Category Archives: Marine

Spiny Lobster Report Cards Due by April 30

The California Department of Fish and Wildlife (CDFW) reminds 2016-2017 Spiny Lobster Report Card holders to submit online or return their cards by April 30, 2017, as required by law. The cards must be reported even if no lobsters were taken or no attempts were made to take lobsters.

Information collected from the cards provides CDFW with data necessary to monitor and manage California’s spiny lobster fishery. Card holders should review their report cards carefully and check that the information recorded is complete and accurate.

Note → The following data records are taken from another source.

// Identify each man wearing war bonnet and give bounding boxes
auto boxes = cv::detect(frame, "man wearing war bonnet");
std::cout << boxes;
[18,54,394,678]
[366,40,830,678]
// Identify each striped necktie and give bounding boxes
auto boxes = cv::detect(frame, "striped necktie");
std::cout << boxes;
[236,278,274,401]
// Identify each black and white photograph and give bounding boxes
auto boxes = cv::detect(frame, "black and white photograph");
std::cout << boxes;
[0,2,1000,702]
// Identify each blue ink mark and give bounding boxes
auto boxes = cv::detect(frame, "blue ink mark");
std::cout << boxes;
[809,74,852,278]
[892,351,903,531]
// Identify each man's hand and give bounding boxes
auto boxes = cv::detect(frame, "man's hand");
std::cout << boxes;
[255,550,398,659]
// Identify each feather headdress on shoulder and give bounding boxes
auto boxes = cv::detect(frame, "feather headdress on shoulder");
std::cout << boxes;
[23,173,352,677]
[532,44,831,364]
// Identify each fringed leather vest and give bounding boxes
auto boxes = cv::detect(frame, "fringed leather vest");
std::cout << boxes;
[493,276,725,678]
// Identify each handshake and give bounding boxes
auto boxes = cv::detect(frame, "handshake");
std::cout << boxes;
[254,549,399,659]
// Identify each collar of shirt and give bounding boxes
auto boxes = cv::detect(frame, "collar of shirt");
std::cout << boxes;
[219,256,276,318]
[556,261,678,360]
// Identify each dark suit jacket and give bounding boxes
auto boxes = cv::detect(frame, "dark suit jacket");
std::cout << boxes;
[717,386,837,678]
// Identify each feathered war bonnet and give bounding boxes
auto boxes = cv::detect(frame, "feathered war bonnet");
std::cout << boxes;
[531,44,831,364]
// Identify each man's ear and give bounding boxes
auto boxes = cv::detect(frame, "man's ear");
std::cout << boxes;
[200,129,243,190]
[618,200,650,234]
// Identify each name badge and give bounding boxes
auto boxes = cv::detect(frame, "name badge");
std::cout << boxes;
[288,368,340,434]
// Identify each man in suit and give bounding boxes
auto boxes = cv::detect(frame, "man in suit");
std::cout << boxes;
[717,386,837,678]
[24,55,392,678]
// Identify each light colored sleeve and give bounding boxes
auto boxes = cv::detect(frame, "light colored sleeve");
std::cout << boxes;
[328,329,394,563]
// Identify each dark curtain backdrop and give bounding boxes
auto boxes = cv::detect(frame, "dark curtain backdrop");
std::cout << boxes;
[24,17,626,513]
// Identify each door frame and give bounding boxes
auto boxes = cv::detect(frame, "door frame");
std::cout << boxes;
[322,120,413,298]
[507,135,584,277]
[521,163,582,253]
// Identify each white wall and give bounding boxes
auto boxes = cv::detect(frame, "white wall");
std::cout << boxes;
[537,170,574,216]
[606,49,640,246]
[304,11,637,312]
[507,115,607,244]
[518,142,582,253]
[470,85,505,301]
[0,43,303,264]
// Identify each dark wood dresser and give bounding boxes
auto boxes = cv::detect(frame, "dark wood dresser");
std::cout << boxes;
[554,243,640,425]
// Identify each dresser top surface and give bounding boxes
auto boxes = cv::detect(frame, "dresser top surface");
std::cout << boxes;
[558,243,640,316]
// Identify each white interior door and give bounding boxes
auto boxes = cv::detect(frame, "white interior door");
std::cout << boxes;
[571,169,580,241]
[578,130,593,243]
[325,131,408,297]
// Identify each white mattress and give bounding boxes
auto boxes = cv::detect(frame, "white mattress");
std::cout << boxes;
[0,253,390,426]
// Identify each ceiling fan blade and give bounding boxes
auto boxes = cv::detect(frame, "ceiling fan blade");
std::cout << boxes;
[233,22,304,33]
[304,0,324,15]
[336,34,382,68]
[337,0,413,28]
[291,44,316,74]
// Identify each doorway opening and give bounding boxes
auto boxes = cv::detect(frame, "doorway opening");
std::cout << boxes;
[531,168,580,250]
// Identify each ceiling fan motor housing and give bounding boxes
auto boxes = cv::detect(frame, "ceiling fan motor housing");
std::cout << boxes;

Any 2016-2017 Spiny Lobster Report Card holder who fails to submit online or return their card(s) by April 30, 2017 will be charged a non-return fee of $21.60 upon purchase of a 2017-2018 Spiny Lobster Report Card. Otherwise, they may choose to skip the 2017-2018 fishing season to be able to purchase a spiny lobster report card a following season at no extra cost. If multiple spiny lobster report cards were purchased, please report all cards, including lost cards, to avoid the non-return fee when purchasing a spiny lobster report card next lobster fishing season.

Spiny Lobster Report Card data can be submitted online at www.wildlife.ca.gov/reportcards or by mail to:

CDFW – Lobster Report Card
3883 Ruffin Rd.
San Diego, CA 92123

For additional information and a list of frequently asked questions about this program, please visit CDFW’s California Spiny Lobster webpage.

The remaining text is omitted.